第166話:スタンピードのその後②

「……すー……はー……すー……はー……」


 とある病室の前で深呼吸を繰り返しているのは、恭介だ。

 彼は自分のせいで傷ついてしまった相手に謝罪をするためにここまで来たのだが、病室に入る勇気がなかなか出ず、何度も深呼吸を繰り返していた。


「……よし、今度こそ! ……いや、待て。すー……はー……すー……」

「何してんだ、おめぇは?」

「どわあっ!?」


 そんな恭介の背後から聞き覚えのある声がして、彼は驚きの声を上げた。


「……く、国親?」

「そりゃそうだろうが。ここは俺様の病室なんだからな」

「……はは、それは、そうだね」


 恭介が訪れていた病室は、国親が入院している病室だった。

 国親は左腕を失い、病院へと運ばれていた。

 竜胆が放った金色の光によって出血は止まっていたが、腕の再生までは至っていなかったのだ。


「そんで、どうした? なんか深呼吸を繰り返していたみたいだが?」

「なっ! ……ちょっと、国親! いったいどこから見ていたんだい!?」

「病室の前に来てからずっと見ていたが?」


 国親がニヤニヤしながらそう口にすると、恭介は恥ずかしそうに顔を真っ赤にした。


「……君に、謝りたくて来たんだ」

「謝るだ? ……とにかく中に入れ」

「……あぁ」


 すると、恭介が真面目な顔で謝りたいと口にしたことで、国親もいじるのをやめて中へ促した。


「……んで? 何か謝るようなことでもしたのか?」

「その腕だよ、国親?」

「あぁん?」


 即答で恭介が答えたことで、国親は失ってしまった左腕へ視線を向けた。


「僕がもっとしっかりしていれば、油断していなければ、国親が左腕を失うことはなかったんだ。君は間違いなくこれからプレイヤーで上を目指せるはずだった、それなのに、僕は!」

「黙れ、くそカス」

「いたっ!?」


 恭介の言葉は、真剣に国親のことを考えての発言だった。

 しかし国親は白けた表情を浮かべると、恭介にデコピンを見舞った。


「……な、何をするんだ、国親!」

「お前はバカか?」

「なっ!?」

「俺がいつ上を目指さないなんて言ったよ? あぁん?」

「……え?」


 国親の発言を受けて、恭介は言葉を失ってしまう。


「俺には雷神重鎧がある。

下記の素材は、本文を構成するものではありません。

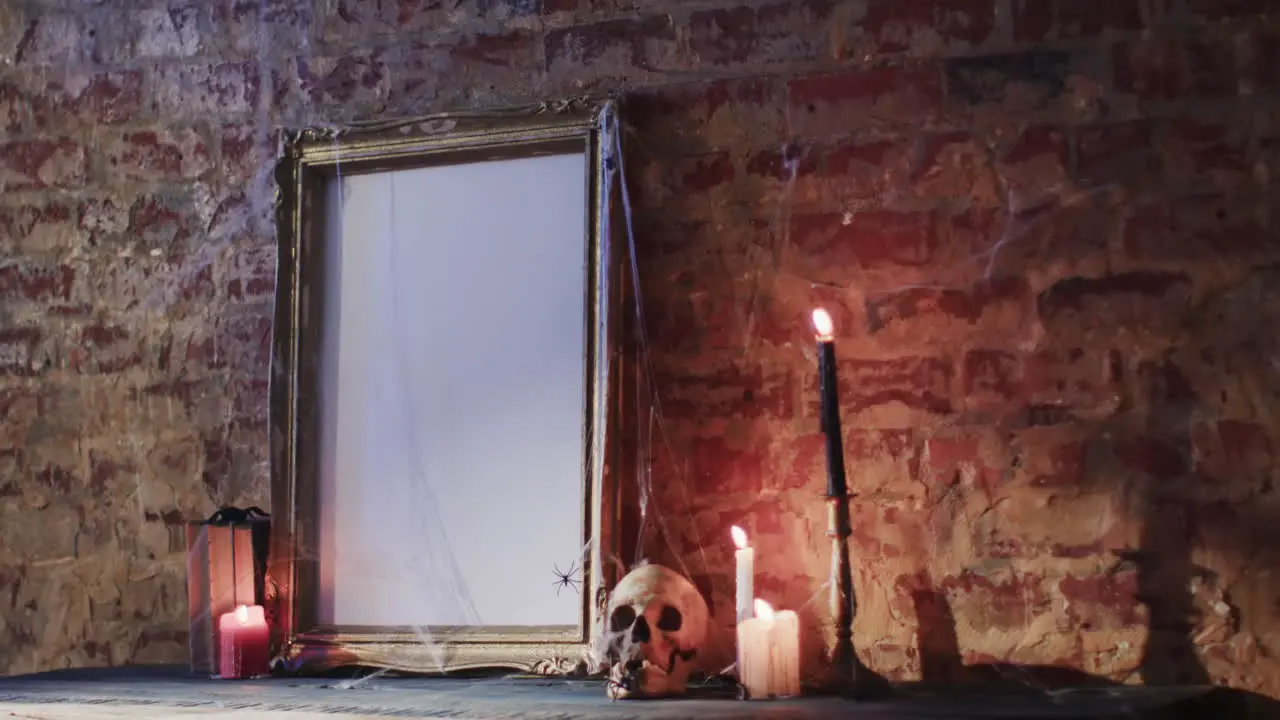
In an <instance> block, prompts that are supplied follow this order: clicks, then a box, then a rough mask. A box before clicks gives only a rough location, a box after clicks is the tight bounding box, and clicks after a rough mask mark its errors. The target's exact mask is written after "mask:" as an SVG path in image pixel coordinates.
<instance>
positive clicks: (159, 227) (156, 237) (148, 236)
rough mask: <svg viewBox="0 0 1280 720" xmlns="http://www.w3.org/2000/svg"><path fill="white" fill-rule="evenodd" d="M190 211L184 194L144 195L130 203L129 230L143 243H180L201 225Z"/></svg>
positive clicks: (174, 244) (185, 239) (159, 193)
mask: <svg viewBox="0 0 1280 720" xmlns="http://www.w3.org/2000/svg"><path fill="white" fill-rule="evenodd" d="M191 213H192V208H189V206H188V199H187V197H182V196H175V195H172V193H168V192H161V193H155V195H145V196H142V197H140V199H138V200H136V201H134V202H133V204H132V205H131V206H129V224H128V233H129V234H131V236H132V237H133V238H134V240H136V241H137V242H140V243H141V245H143V246H145V247H174V246H180V245H182V243H184V242H186V241H187V240H189V238H191V237H193V236H195V234H196V233H197V232H198V231H200V229H201V228H200V227H198V222H197V220H196V218H195V217H192V214H191Z"/></svg>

左腕がなくても、プレイヤー活動に支障はねぇんだよ。むしろ、意表を突けるから今の方がいいんじゃねぇか?」

「……国親、お前」

「ってか、なんでてめぇが気に病んでんだ? てめぇのせいで俺が腕を失ったと勘違いしてんのか?」

「か、勘違いじゃない――」

「俺は俺が正しいと思った行動をしただけだ! てめぇのせいで腕を失った? 自意識過剰なんだよ!」


 国親があまりにも怒声を響かせるため、恭介はただ彼を見つめることしかできない。


「てめぇはてめぇのことだけを考えておけってんだ! あいつもまだ目を覚ましてねぇんだろ? なら、てめぇができることをやれってんだよ!」


 竜胆は意識を失っており、国親も入院中だ。

 いくらプレイヤーとして活動できると言っても、拳児の指示で退院はいまだ許可されていない。

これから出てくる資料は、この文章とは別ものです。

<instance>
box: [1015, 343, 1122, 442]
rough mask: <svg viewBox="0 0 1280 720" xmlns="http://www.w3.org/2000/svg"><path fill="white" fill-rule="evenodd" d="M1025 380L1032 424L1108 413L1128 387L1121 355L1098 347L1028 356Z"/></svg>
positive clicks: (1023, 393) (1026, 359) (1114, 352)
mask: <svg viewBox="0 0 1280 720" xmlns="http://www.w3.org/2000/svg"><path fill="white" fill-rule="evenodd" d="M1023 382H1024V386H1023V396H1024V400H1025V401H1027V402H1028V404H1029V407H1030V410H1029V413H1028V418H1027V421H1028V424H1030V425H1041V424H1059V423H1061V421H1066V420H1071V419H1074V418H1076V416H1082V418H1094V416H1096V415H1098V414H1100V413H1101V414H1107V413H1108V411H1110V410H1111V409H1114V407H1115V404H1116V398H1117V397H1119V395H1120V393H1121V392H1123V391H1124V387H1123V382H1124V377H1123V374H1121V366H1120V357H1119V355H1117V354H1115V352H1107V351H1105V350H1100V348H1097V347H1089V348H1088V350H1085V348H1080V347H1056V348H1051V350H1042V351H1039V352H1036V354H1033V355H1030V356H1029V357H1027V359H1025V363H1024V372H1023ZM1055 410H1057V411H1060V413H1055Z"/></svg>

 現状、自由に動ける恭介がこの場にいることに、国親は怒りを覚えていたのだ。


「お前の腕はなんのためにある! 剣を振るうためにあるんだろうが! それなら、俺や竜胆の代わりに動け! いいな!」

「……分かった」

「あぁん? 聞こえねぇなあ!」

「分かったよ! 全く、お前って奴は!」


 恭介の性格を理解している国親だからこそ、彼に対して怒りの声を上げることができたのだろう。

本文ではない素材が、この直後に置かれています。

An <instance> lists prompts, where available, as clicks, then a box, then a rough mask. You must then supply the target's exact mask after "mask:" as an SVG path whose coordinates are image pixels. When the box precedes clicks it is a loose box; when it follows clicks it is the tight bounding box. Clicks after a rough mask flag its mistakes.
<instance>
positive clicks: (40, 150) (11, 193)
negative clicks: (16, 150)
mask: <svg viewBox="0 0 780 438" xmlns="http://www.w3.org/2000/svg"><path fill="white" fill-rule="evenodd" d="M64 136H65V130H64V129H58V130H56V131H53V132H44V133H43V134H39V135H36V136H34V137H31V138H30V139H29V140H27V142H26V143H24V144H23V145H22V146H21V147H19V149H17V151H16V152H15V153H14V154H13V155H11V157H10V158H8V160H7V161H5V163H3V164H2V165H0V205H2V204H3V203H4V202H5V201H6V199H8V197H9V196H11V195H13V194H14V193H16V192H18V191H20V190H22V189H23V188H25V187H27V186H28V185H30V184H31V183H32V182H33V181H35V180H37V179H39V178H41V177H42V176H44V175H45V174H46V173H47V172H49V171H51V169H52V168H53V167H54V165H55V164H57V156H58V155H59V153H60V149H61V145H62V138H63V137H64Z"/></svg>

 そして、焚きつけられた恭介もため息交じりではあるが、やる気になっている。


「これ以上のお見舞いはないからな!」

「その代わり、俺様よりもランクを上げておけよ?」

「当り前さ。……ありがとう、国親」


 最後に恭介はそう告げると、そのまま病室をあとにした。


「……ったく、世話の焼ける奴だ。あとは、竜胆が目覚めてくれればなんだがな」


 小さく息を吐きながら、国親は何をするでもなく、病室のベッドへ横になった。